Your drafts and working tools stay private to the people you have allowed into that story workspace. Public readers only see published chapters and the public reading view. They do not see your draft area.
How do the story tools help?
They help you keep details straight. You can store people, places, groups, objects, rules, and other story facts in one guide. You can keep the order of events in a timeline. You can also keep a simple record of big decisions, so later changes still make sense.
Can other people work with me?
Yes. You can bring in other trusted people to help with the story. Some can help edit drafts, and some can help publish, depending on what access they have. The point is to make collaboration easier without turning the story into a mess.
Why would I use this instead of a normal writing tool?
Because LoreBranch keeps the writing, the story facts, the timeline, the release history, and the reader feedback connected. You do not have to spread your work across separate notes, files, and comment chains just to keep up.
Practical questions
Can I get my work back out later?
Yes. There are ways to download your account data and a full copy of a story workspace. That matters because your writing should not be trapped here.
Who can publish a story update?
Only the people with publishing access for that story. Not everyone who can view or edit drafts can push a release live.
How do payments work?
When payments are turned on, LoreBranch uses Stripe to run checkout and payouts. Readers can support a series with a monthly payment or make a one-off payment. The money moves through Stripe rather than LoreBranch trying to process cards itself.

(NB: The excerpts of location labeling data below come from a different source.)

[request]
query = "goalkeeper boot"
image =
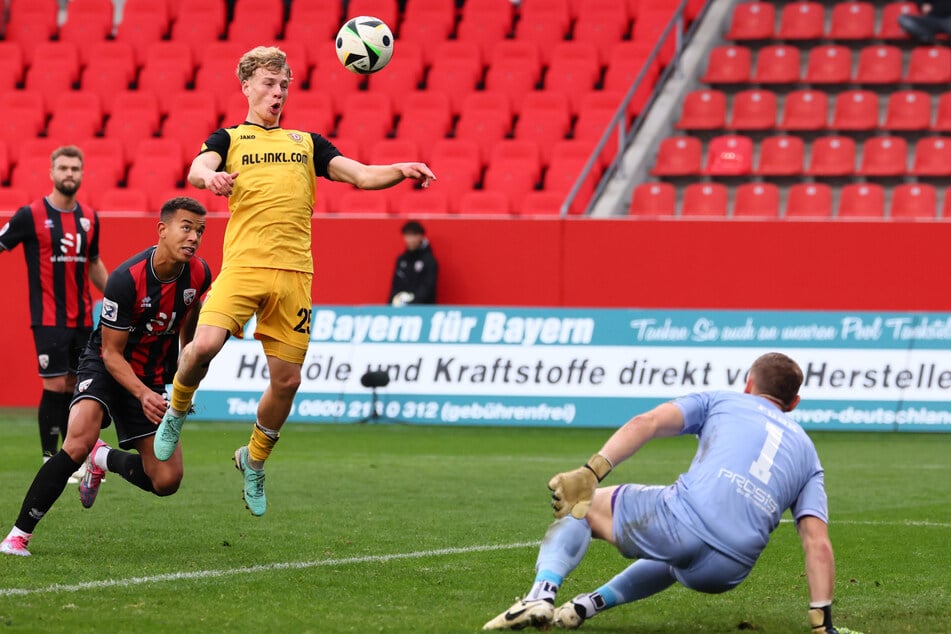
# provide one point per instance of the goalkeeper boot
(167, 435)
(253, 482)
(570, 616)
(524, 614)
(16, 545)
(89, 486)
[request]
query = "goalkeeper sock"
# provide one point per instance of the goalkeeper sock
(261, 444)
(182, 395)
(561, 551)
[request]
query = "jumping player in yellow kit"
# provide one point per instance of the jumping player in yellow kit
(268, 173)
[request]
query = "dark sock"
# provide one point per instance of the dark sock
(47, 486)
(129, 466)
(52, 415)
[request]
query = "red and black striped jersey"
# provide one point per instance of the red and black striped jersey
(152, 310)
(58, 247)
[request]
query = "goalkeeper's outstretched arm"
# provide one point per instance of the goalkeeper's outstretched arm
(820, 572)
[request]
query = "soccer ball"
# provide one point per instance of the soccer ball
(364, 45)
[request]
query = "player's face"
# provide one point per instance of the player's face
(266, 92)
(67, 174)
(182, 235)
(413, 240)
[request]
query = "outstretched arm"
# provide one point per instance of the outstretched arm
(820, 571)
(363, 176)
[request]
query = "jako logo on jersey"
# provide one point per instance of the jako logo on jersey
(110, 310)
(67, 242)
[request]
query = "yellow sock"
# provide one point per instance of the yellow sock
(261, 444)
(182, 395)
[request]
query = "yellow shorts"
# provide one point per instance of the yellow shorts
(280, 299)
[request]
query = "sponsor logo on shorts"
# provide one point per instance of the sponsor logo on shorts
(110, 309)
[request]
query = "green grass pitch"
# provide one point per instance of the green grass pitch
(393, 528)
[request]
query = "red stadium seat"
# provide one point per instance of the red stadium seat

How much does LoreBranch take from payments?
LoreBranch keeps 10% of monthly support payments and 10% of one-off support payments. The rest is sent on to the writer through Stripe when payouts are set up.

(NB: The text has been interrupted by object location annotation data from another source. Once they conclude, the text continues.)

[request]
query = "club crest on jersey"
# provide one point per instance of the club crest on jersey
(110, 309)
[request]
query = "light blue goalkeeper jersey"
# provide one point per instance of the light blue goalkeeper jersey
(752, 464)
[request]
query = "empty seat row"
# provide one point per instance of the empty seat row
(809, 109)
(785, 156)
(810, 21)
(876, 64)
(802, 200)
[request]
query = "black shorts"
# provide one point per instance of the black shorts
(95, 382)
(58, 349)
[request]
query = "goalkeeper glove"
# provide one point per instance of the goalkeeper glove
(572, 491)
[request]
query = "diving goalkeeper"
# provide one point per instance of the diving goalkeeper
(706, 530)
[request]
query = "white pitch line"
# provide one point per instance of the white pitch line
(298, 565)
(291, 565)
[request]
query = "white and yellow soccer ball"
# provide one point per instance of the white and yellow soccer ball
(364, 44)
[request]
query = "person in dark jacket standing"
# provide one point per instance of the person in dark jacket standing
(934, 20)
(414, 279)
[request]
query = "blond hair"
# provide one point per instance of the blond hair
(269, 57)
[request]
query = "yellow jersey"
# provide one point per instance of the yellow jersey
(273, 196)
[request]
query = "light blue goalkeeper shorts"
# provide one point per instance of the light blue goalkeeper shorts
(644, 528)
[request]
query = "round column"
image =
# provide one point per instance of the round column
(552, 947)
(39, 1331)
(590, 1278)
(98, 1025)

Who owns the copyright to work on LoreBranch?
Writers keep ownership of their stories and other work. LoreBranch only gets the rights it needs to host the work, show it on the site, back it up, and run the service.
What if someone uploads work they do not own?
They should not do that. People should only post work they own or have permission to use. If there is a copyright complaint or another serious rights issue, LoreBranch may hide or remove the work while dealing with it.
What is the Slop Section?
It is a planned area for AI writing. The idea is simple: AI writing is already here, more people are using it, and some people want help expressing ideas because traditional writing is hard for them. A separate Slop Section gives that work a place to exist openly instead of being mixed into the main writing section.
Why have a separate area for AI writing?
Because it sets clearer expectations for readers and writers. People who want human-written work can stay in the main writing section. People who want to publish AI-assisted or AI-generated work would have a separate place to do that without pretending it is something else.
What if I need help or something feels wrong?
There is a support path for bugs, privacy questions, and safety concerns. If something needs attention, you are meant to have a real contact route instead of guessing where to report it.
Is LoreBranch finished?
No. It is still in beta. The core reading and writing flow is live, but the product is still being shaped. That is part of why this FAQ exists: the goal is to be clear, not pretend everything is final.